You can add, edit, or remove credentials by going to Control Panel > User Accounts > Credential Manager. For example, if you're not being prompted for a user name and password, and you would like to be, select the saved credential and choose "Remove from vault".

If you don't see the Credential Manager in your Control Panel, an alternative way of opening it is by opening Run (Windows_Key + R) and entering control /name Microsoft.CredentialManager.

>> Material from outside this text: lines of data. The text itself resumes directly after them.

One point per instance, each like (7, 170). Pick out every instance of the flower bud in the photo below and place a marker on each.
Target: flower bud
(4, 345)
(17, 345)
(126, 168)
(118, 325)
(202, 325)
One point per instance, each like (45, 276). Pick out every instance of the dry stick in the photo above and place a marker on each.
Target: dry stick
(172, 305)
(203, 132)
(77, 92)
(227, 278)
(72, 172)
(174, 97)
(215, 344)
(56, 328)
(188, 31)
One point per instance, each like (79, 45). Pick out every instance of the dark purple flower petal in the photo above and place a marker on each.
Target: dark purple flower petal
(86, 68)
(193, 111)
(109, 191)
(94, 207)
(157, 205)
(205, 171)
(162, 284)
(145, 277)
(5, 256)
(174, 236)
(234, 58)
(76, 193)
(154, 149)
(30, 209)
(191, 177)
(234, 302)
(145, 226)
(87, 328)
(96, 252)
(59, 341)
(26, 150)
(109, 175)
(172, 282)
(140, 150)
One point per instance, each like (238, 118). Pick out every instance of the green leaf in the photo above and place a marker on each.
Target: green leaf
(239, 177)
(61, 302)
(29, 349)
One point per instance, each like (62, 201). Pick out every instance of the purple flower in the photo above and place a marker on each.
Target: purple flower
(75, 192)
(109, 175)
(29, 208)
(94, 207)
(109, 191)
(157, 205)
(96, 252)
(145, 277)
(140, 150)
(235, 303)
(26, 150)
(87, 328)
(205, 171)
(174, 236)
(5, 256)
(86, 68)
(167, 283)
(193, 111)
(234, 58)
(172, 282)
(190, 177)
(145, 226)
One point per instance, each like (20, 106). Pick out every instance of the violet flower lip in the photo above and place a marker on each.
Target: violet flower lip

  • I have found no such "Credential Manager", do you have more pointers? As for the rest, it's nice to know "the standard method only relabels". It was what I did, actually. And it was enough. But you could've added that as a comment to my answer or even suggest an edit (though I think for this second you need more rep score). This is a Q&A and the answer gets much better if it's fully self explanatory with only dim references to the question or other answers, although it's much more reasonable to follow up the question at least.
    – cregox
    Oct 10, 2013 at 16:56
  • 1
    If you don't see the Credential Manager in your Control Panel, an alternative way of opening it is by opening Run (Windows_Key+R) and entering "control /name Microsoft.CredentialManager" (without quotes).
    – Jason
    Oct 10, 2013 at 17:41
  • Also, renaming it on Local User and Groups as advised really mess things up. I did it and I had to undo it. Thank god I had a secondary admin account as common preventive measure for windows. It's much better keep with the "just relabeling".
    – cregox
    Oct 10, 2013 at 17:59
  • Running control /name Microsoft.CredentialManager worked great to open that panel! It is under Control Panel > User Accounts and Family Safety > Credential Manager. I'm just not sure this works yet... Doing some tests... ;-)
    – cregox
    Oct 10, 2013 at 18:19

In fact, there's one very practical solution to this: use the same user on windows 7 from the server! It's easy to rename the user on win 7, if that's the problem. This is how we solved my issue - although it doesn't address the stated problem.

There seems to be, indeed, some kind of user name and password "cache" Windows do. Probably, if you delete that user from the buggy win 7 machine and recreate it, the problem will be gone. I just can't bother to research more and searching for more info on this yielded to no results.